“Don’t do it, Reyes.”
He walked into the warehouse. He could get Walt and some of his friends to come by later and clean up. They’d cleaned up bigger messes than this in Saigon.
The big guy was already turning grey. Angel was still sobbing on the floor, his hands across his ruined face. He wasn’t going to be so pretty anymore.
He aimed the automatic at his head. There were a lot of things going through his mind right then and none of them were coherent. The sweat ran into his eyes. What was he going to do?
Chapter 44
MAGDALENA
If anyone ever tells you they know the difference between right and wrong, then ask them what Reyes should have done that afternoon in the warehouse. If they come up with an answer too easily then perhaps they’ve never really known evil, in themselves or in someone else.
I waited outside for the gunshots, then realized I would not hear them. The Glock had a silencer.
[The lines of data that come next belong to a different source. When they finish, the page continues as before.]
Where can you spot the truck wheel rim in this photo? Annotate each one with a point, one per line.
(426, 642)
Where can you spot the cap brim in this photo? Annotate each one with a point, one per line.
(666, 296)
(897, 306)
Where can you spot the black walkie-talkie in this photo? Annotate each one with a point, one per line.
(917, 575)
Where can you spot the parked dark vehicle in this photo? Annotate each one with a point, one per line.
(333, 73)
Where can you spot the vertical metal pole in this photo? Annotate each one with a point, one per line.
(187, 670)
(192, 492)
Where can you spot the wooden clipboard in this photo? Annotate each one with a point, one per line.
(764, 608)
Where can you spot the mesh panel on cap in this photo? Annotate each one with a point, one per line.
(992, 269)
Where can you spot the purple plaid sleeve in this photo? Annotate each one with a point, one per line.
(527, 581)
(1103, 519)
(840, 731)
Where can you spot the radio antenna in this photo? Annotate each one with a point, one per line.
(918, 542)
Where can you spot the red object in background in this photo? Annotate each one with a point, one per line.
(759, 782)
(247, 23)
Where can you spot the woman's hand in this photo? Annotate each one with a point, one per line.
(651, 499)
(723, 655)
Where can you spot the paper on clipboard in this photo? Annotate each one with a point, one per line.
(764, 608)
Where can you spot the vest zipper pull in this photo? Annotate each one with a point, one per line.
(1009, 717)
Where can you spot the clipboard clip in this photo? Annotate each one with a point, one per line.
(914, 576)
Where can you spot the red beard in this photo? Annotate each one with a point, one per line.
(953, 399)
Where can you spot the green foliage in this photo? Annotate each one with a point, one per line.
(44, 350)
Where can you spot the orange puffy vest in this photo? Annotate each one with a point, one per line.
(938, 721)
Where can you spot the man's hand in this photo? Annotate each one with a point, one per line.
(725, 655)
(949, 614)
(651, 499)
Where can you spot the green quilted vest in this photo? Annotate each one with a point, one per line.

Finally he came out and went to the water’s edge and threw the pistol as far as he could. I watched it splash into the Saigon River. He walked back and took my hand. “Let’s go,” he said.
I kept thinking about what Connor had said before he left that last time: Everyone has to believe in something. I had asked myself what I believed in over and over ever since he left, and finally the answer came to me. I believed in Reyes and me.
Chapter 45
When I came downstairs Reyes already had a taxi waiting in the forecourt of the Caravelle. He threw my suitcase in the boot. “Airport,” he said to the driver.
“When will I see you again?” I said.
“I don’t know, I have to fix things with Walt.”
“What about Connor?”
“Leave it to me. The Embassy has a lot of experience getting dead Americans home.”
“But our apartment...”
“Listen, right now all you can do is get away and hide. Remember the island?”
“I remember.”
“I’ll make some calls. Get yourself to Dar-es-Salaam. I’ll have a charter plane waiting for you. You remember Jean-Luc?”
I nodded.
“Wait for me there.”
“What will you do?”
“Just do it. They’ll be looking for me, not for you.” He pushed me into the cab. He kissed me through the window. Some Marines wolf whistled at us from the other side of the street.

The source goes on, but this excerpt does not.